Remove GROUP BY columns that are functionally dependent on other columns.
If a GROUP BY clause includes all columns of a non-deferred primary key,
as well as other columns of the same relation, those other columns are
redundant and can be dropped from the grouping; the pkey is enough to
ensure that each row of the table corresponds to a separate group.
Getting rid of the excess columns will reduce the cost of the sorting or
hashing needed to implement GROUP BY, and can indeed remove the need for
a sort step altogether.
This seems worth testing for since many query authors are not aware of
the GROUP-BY-primary-key exception to the rule about queries not being
allowed to reference non-grouped-by columns in their targetlists or
HAVING clauses. Thus, redundant GROUP BY items are not uncommon.

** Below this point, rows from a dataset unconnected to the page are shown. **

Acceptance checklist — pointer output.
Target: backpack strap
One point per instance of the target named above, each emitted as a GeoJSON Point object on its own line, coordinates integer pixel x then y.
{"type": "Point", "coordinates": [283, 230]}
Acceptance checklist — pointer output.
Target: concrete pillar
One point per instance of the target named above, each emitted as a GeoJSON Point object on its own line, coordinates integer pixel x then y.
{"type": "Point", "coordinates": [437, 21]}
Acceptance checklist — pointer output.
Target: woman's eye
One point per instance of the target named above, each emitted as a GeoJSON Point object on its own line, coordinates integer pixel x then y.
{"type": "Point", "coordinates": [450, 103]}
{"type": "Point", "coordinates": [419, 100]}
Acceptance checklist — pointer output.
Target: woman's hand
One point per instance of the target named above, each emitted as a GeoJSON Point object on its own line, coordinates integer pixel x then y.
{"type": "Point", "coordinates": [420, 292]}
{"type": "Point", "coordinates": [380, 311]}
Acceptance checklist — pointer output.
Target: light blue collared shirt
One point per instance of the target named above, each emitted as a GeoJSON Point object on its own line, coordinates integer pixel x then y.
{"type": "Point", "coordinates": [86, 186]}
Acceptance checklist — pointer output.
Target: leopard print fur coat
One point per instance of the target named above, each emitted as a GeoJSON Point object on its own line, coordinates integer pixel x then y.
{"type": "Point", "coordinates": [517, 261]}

Also,
we can make the test pretty cheap in most queries where it won't help
by not looking up a rel's primary key until we've found that at least
two of its columns are in GROUP BY.
David Rowley, reviewed by Julien Rouhaud
Branch
------
master
Details
-------
http://git.postgresql.org/pg/commitdiff/d4c3a156cb46dcd1f9f97a8011bd94c544079bb5
Modified Files
--------------
src/backend/catalog/pg_constraint.c | 94 ++++++++++++++++++
src/backend/optimizer/plan/planner.c | 159 +++++++++++++++++++++++++++++++
src/include/catalog/pg_constraint_fn.h | 3 +
src/test/regress/expected/aggregates.out | 64 +++++++++++++
src/test/regress/expected/join.out | 10 +-
src/test/regress/sql/aggregates.sql | 31 ++++++
src/test/regress/sql/join.sql | 4 +-
7 files changed, 360 insertions(+), 5 deletions(-)